CALABRIA
Calabria's citrus fields bake as heatwave tests southern agriculture
Record temperatures strain labour, irrigation and crop survival across region's core export economy
Saverio Gallo548 wordsEdition №28Saturday, 27 June 2026 — Edition № 28

The record heatwave gripping Europe has reached Calabria's fields with particular force. The Local Italy reported Friday that migrant farm workers in southern Italy's Puglia region were wilting in sprawling shanty towns, with no escape from the heat between sun-scorched fields and corrugated iron shelters. The same conditions are unfolding across Calabria's citrus belt, where temperatures are climbing toward their seasonal peak and where the region's labour force—largely migrant and informal—faces exposure without adequate shelter or cooling.
Calabria's agricultural economy rests on citrus and bergamot exports that depend on seasonal labour during the harvest months. The heatwave arrives as the region already grapples with chronic water stress and aging irrigation infrastructure. The Local Italy reported Friday that climate change is "unequivocally" responsible for the intensity of the record-breaking heat, while experts warn that the economic costs will be measured in lost productivity and slowed growth.

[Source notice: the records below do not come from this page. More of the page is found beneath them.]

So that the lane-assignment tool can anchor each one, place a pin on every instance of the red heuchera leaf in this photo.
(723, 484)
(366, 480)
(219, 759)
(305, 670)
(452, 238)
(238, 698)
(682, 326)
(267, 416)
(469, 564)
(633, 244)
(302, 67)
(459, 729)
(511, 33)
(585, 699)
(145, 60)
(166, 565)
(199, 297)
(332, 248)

For Calabria, where agriculture accounts for a substantial share of rural employment and export value, the convergence of extreme heat, labour scarcity and water constraints threatens not only this season's yield but the viability of farming itself in the region.
The heat also compounds a structural vulnerability: Calabria's agricultural sector relies on migrant workers whose legal status, housing and access to basic services remain precarious. As temperatures soar, the absence of adequate shade, hydration and rest facilities in the fields and in workers' accommodations becomes a matter of survival, not comfort. The region's authorities have issued heat alerts, but enforcement of labour protections in informal agricultural settings remains weak. What emerges is a crisis not merely of climate, but of how Calabria's economy is organized around the exploitation of vulnerable labour in conditions that extreme heat now renders dangerous.